Organic products have seen growth at retailers, prompting giants like General Mills Inc. to take notice. Such large companies often see fast-growing operators like Stryve as tasty morsels. The Hershey Company acquired Krave in 2015 and General Mills acquired Epic Provisions in 2016.
Turning to Stryve’s financial performance, the company is on an impressive trajectory. It has posted 63% annualized revenue growth since inception and expects sales to double in both 2021 and 2022 – far faster than just about any publicly-traded food company.
There are several reasons to believe growth with continue – perhaps even faster than forecast. Stryve is now very widely available: The products are sold in in 20,000 retail locations including Walmart, Kroger, CVS and 7-Eleven, and will enter several more major chains including Target in 2021.

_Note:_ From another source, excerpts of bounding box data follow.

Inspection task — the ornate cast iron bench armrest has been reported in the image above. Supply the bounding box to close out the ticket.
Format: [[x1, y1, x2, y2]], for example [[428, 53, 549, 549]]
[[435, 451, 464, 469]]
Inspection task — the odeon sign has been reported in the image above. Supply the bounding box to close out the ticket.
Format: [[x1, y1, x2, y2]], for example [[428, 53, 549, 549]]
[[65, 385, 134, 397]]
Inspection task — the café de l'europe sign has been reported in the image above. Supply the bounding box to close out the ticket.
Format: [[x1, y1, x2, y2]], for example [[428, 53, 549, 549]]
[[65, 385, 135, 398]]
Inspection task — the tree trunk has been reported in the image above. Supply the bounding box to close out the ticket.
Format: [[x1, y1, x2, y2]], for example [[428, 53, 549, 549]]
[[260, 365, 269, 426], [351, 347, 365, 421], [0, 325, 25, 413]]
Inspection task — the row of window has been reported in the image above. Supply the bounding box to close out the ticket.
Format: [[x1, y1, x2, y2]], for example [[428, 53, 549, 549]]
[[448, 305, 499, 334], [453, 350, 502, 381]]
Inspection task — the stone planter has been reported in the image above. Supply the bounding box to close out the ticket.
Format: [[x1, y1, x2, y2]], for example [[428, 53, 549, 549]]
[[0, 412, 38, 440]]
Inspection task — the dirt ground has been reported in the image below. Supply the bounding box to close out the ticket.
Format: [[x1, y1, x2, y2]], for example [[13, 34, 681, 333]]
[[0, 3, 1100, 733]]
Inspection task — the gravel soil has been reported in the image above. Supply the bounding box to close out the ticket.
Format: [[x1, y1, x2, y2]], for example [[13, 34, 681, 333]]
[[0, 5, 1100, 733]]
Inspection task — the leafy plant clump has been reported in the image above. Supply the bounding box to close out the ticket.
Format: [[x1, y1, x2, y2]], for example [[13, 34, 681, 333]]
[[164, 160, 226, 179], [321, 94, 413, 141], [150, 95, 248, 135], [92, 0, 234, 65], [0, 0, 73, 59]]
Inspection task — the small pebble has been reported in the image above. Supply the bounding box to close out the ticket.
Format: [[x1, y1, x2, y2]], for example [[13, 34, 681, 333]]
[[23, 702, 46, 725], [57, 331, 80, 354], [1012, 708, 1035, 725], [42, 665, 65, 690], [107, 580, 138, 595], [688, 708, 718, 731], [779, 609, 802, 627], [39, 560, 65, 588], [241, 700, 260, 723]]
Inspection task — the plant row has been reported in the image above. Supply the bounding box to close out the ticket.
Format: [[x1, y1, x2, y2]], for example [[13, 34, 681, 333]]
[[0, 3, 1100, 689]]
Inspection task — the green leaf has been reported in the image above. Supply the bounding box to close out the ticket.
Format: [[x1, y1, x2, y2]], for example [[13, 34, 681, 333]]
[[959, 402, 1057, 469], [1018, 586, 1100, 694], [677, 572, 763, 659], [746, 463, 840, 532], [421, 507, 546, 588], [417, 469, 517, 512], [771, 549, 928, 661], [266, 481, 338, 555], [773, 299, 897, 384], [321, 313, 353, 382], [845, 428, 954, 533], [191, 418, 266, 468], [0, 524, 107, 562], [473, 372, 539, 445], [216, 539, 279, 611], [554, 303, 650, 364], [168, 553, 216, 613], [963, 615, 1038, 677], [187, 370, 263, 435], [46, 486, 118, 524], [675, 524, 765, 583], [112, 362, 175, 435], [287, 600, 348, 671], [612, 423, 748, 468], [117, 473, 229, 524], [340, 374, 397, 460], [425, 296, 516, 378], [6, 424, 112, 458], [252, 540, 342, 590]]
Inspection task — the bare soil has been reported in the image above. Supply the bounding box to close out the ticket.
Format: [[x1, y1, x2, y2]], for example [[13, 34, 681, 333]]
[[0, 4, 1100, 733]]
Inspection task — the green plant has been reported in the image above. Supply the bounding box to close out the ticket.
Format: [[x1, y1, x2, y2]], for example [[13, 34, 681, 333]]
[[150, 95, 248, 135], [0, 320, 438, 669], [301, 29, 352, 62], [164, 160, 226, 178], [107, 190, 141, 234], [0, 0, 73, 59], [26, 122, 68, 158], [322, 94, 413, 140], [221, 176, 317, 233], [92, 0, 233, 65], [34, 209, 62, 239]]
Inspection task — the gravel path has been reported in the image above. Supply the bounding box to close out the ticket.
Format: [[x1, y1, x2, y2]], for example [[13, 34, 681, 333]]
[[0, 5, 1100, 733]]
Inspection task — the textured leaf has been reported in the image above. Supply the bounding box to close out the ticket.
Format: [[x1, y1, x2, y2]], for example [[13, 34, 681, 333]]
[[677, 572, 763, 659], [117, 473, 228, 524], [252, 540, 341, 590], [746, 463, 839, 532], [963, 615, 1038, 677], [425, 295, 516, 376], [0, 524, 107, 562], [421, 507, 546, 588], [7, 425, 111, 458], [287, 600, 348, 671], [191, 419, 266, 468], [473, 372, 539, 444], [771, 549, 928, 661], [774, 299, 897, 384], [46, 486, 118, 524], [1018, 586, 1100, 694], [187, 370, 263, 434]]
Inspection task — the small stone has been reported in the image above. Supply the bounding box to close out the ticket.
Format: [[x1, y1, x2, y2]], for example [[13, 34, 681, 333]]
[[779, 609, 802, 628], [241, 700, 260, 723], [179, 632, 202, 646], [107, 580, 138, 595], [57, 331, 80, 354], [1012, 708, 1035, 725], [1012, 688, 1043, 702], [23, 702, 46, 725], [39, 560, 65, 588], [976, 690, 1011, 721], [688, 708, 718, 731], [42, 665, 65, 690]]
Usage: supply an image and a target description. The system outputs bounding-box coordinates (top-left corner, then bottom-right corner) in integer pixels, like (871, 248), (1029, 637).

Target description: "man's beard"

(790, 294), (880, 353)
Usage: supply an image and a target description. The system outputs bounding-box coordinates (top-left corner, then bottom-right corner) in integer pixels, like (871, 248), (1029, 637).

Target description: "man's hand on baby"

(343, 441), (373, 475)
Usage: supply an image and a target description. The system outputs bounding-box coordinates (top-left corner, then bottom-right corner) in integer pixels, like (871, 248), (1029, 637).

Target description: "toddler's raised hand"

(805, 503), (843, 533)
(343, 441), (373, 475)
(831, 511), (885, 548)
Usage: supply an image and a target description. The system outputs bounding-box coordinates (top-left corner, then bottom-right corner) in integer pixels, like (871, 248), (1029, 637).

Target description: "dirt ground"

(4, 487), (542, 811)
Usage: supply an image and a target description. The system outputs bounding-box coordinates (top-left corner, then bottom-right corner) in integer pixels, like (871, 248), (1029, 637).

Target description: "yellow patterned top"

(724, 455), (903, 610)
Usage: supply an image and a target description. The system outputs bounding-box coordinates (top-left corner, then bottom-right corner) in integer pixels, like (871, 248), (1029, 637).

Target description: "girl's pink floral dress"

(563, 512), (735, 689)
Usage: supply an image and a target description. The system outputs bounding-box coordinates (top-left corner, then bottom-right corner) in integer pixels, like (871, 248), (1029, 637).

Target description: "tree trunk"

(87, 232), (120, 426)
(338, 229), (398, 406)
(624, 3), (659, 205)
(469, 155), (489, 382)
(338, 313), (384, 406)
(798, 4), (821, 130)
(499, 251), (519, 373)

Even within stores where Stryve is sold, there is plenty of room to expand. The company has two or three items for sale in some of its biggest retail partners such as Kroger and Walmart, but sees an opportunity to expand to five. And while the company is blazing a trail in the meat snacks category, it also plans to enter other healthy verticals down the road – which would bring revenue not now included in forecasts.
Many Americans prefer to order direct these days, and Stryve has had great success online, commanding with a 40 percent repeat order rate on Amazon. But it can get better: The company launched its own website in 2020 where it can sell the same products at much better margins. By the end of the year, Stryve.com sales had handily topped those on Amazon.
Profitability is imminent, expected later in 2021. The key has been to spend carefully on marketing with specific ROIs in mind, build on lucrative e-commerce, and to take advantage of operating leverage. The company boasts a facility and leadership staff that can manage up to $200 million of revenue vs. $51 million expected in 2021.
Benchmarked against peers, the stock is still a deal, despite a modest run up to about $11.30 per share. That prices implies an enterprise value of 2 times 2022 sales. By comparison, Tattooed Chef, a recent IPO company, trades at 5 times, according to Sentieo, an AI-backed research platform. Some other comparable companies command far richer multiples: Beyond Meat trades at a whopping 11 times.
With its wide moat, multiple growth levers, and tailwinds from healthy living, Stryve has the ingredients to become a billion-dollar brand in short order. Investors who take a bite early are bound to be rewarded.